El humano, con la edad, comprende que la vida es así de azarosa, así de laberíntica, así de descontrolada. Pero de alguna forma, si lo comprende con cierta sabiduría, se sentirá a gusto con ese caos, con ese aparente control que se viste una y otra vez de caos. Somos seres de caos, porque en definitiva el universo fue posible por ese condimento, en dónde materia y antimateria no estaban en la misma proporción y orden. Somos caos, porque la evolución no planificó nada, no pensó nada, sino que iba haciendo y deshaciendo aquí y allá, no sin cierto desorden y azarosidad. Se nace desde el caos del encuentro de un óvulo y un espermatozoide, que no se ponen de acuerdo en casi nada, más que en la construcción de un cuerpo.

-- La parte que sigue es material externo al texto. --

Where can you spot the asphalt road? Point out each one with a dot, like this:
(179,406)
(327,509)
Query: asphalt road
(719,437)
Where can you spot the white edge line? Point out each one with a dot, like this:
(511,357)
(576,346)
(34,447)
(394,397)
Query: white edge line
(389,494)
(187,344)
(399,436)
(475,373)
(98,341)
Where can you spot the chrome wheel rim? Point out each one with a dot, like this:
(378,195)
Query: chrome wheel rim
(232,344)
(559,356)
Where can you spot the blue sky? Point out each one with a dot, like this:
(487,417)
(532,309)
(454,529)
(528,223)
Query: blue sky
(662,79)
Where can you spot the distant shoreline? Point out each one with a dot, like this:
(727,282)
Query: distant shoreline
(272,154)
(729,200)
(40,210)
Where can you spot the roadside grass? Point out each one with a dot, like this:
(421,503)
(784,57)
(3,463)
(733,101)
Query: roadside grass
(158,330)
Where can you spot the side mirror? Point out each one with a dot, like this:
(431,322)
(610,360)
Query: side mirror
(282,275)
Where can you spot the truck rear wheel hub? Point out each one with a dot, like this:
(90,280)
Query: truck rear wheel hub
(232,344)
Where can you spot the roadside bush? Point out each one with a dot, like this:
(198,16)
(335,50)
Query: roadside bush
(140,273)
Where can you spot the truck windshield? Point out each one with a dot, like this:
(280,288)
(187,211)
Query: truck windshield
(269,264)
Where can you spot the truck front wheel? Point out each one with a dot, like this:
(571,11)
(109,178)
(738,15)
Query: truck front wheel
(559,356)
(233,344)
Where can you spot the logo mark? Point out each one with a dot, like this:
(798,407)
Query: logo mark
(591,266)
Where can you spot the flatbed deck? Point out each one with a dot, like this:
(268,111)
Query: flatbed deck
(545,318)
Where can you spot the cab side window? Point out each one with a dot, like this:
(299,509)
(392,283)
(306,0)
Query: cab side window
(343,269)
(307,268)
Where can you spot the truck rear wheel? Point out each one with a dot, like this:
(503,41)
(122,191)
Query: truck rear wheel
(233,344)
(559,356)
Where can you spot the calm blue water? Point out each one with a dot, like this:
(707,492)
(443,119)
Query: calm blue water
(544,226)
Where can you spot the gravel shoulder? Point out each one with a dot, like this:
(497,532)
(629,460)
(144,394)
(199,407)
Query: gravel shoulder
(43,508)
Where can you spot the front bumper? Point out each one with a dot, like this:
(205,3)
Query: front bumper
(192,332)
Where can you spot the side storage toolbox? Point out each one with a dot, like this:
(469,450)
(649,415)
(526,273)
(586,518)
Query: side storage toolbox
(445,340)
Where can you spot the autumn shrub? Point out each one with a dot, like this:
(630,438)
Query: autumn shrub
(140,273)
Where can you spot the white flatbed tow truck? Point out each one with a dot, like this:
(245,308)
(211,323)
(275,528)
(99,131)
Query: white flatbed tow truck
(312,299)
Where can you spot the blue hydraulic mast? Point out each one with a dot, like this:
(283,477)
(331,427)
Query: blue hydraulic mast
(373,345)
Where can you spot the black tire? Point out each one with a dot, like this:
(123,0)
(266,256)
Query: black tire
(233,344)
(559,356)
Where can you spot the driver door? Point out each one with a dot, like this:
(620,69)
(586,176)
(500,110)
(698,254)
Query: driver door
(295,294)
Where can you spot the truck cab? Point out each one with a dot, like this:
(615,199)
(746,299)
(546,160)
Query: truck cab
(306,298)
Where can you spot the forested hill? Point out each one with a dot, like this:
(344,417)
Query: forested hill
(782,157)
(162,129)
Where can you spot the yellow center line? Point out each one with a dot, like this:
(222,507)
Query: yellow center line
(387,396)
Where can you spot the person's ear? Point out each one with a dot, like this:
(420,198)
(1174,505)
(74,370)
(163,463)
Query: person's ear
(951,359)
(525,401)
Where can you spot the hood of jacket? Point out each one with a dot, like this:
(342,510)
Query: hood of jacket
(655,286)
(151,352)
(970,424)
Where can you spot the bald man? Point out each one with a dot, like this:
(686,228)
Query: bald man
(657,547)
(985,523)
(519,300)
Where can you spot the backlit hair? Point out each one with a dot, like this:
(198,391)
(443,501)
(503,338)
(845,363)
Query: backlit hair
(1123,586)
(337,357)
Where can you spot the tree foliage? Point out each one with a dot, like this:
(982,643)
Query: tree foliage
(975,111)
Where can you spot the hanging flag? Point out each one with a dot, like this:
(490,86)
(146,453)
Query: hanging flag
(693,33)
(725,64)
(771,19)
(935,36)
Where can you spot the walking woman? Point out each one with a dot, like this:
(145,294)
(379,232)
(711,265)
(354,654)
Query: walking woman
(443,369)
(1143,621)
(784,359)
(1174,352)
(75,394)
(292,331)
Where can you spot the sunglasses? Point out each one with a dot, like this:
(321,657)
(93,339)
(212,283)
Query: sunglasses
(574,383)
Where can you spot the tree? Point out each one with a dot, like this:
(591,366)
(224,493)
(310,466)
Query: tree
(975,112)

Al final la vida, los paseos por la ciudad, no se disfrutan más por ir por las calles más transitadas y comerciales, sus máscaras de control y para los turistas. Una ciudad se disfruta si al ir por cualquier calle, de repente, levantas la cabeza y te encuentras allí, con una balconada en la que nunca habías fijado. Se disfruta al pensar por qué ese edificio tan esbelto, está al lado de ese otro tan achaparrado. Hay que amar a la ciudad en su caos, en su imperfección, en sus callejuelas viejas, en sus rincones húmedos y mohosos. En definitiva, el encanto de la ciudad se lo ha dado el caos, no ningún orden o cualquier pretendida sensación de control.